The powers that be made sure the Country Music Association Awards started with fireworks, red-white-and-blue streamers and star-spangled guitars.
But it was Alan Jackson who stopped the show with a post-Sept. 11 anthem that had the faithful drying their eyes. "Where Were You (When the World Stopped Turning)" jumped from pangs of doubt to hugs in pews, from tuning out Hollywood trash to dusting off the family Bible.
The man in the white hat wrapped his grief and grit around a chorus that would turn an MTV programmer into a pillar of salt.
"I'm just a singer of simple songs. I'm not a real political man. I watch CNN, but I'm not really sure I can tell you the difference in Iraq and Iran," sang Jackson. "But I know Jesus and I talk to God and I remember this from when I was young. Faith, hope and love are some good things he gave us, and the greatest of these is love."
No one really needed to prove that real country music could handle hard times. After all, the year's hot song was a 1913 flashback that opens with the cry: "I am a man of constant sorrow, I have seen trouble all my days."
"Country music goes through cycles like everything else and we've seen lot of sanitized music in recent years," said Gene Edward Veith of Concordia University-Wisconsin, co-author of "Honky-Tonk Gospel."

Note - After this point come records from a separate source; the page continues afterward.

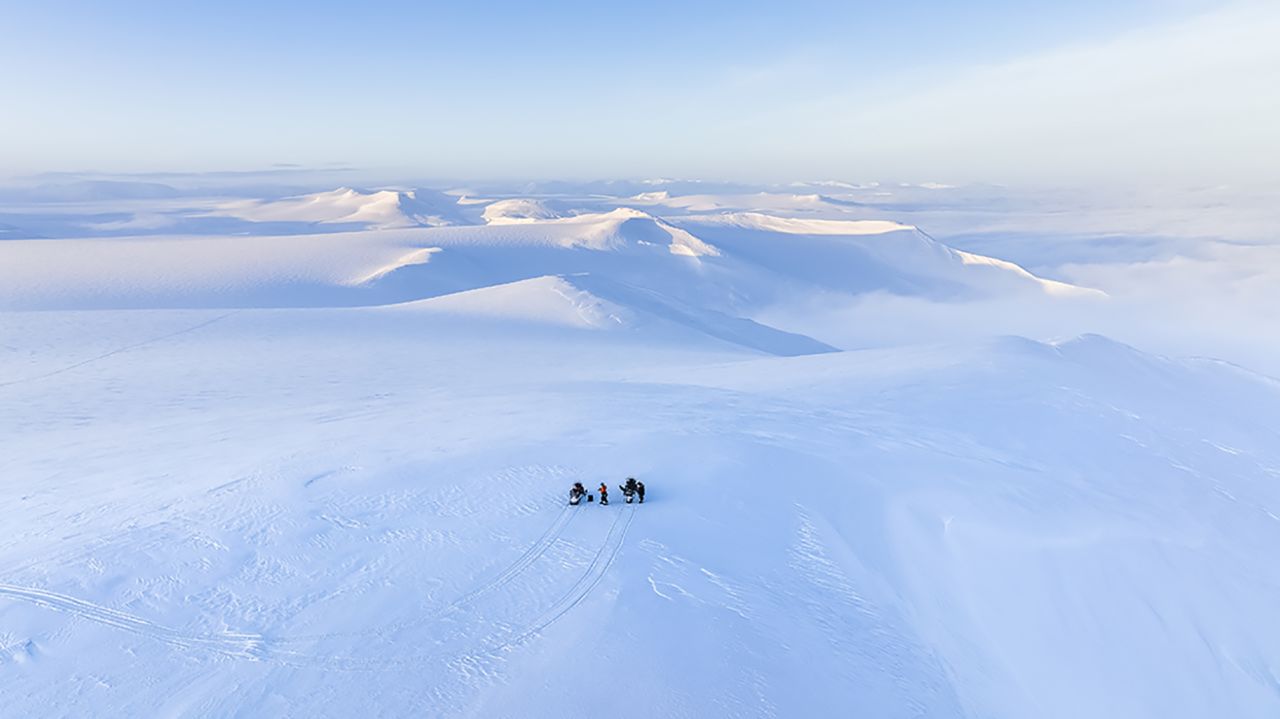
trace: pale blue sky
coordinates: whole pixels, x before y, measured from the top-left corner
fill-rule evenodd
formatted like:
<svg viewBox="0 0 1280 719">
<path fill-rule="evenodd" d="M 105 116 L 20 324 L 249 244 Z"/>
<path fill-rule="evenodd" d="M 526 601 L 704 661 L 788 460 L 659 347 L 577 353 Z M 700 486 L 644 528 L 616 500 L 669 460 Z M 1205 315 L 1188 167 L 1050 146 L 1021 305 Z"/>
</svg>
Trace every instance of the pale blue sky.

"Right now the pendulum is swinging back toward the traditional side of things. That means we're hearing more music that -- one way or another -- says suffering is a part of real life. This is music about living and dying and joy and sorrow. When you start talking about things like that out in normal America, you have to use the language of faith."
Some people say traditional folk music kept the flame of old-time music alive, while others credit the late Bill Monroe and his bluegrass believers. There's blues, tin-pan jazz and English balladry in there, too. But most of all, said Veith, there is the gospel music that serves as a backdrop to everything else.
Country music is about people messing up and then trying to make things right -- sin and salvation. American popular culture knows how to handle the sin part, said Veith. But most of the people who rule Hollywood and the pop charts haven't got a clue about how to handle repentance, grace and salvation.
At its best, country music delivers both sides of this sobering equation.
"Christianity is not a matter of moralism or positive messages," wrote Veith and Thomas Wilmeth. "Rather, it is about the salvation of people who need salvation. Country music, unlike other popular art forms, has a way of acknowledging the sinfulness of sin. And though it sometimes goes too far in wallowing in that sin, at some point it has a way of acknowledging the power of the Gospel."
Country music does do its share of wallowing as well as worshiping. Anyone who has punched more than two jukebox buttons knows that country musicians have always had as much to say about Saturday night as Sunday morning. But even those "cheatin' and drinkin'" songs tend to reveal some moral roots, said Veith.
Many a barstool classic has included a big role for a real Satan who tempts real people with real sin that leads to a real hell. Also, country songs often portray alcohol as a futile way of dealing with moral failure. One thing this music almost never does is deny that the pain and brokenness is real. Meanwhile, it's hard to imagine many rock 'n' roll divas singing songs about adultery, because the institution of marriage is irrelevant in that context.
Country music isn't perfect, said Veith. Neither is real life.
Perhaps Johnny Cash put it best, when he described his taste in music: "I love songs about horses, railroads, land, judgment day, family, hard times, whiskey, courtship, marriage, adultery, separation, murder, war, prison, rambling, damnation, home, salvation, death, pride, humor, piety, rebellion, patriotism, larceny, determination, tragedy, rowdiness, heartbreak and love. And mother. And God."
That covers most of the big issues -- from Genesis to Revelation.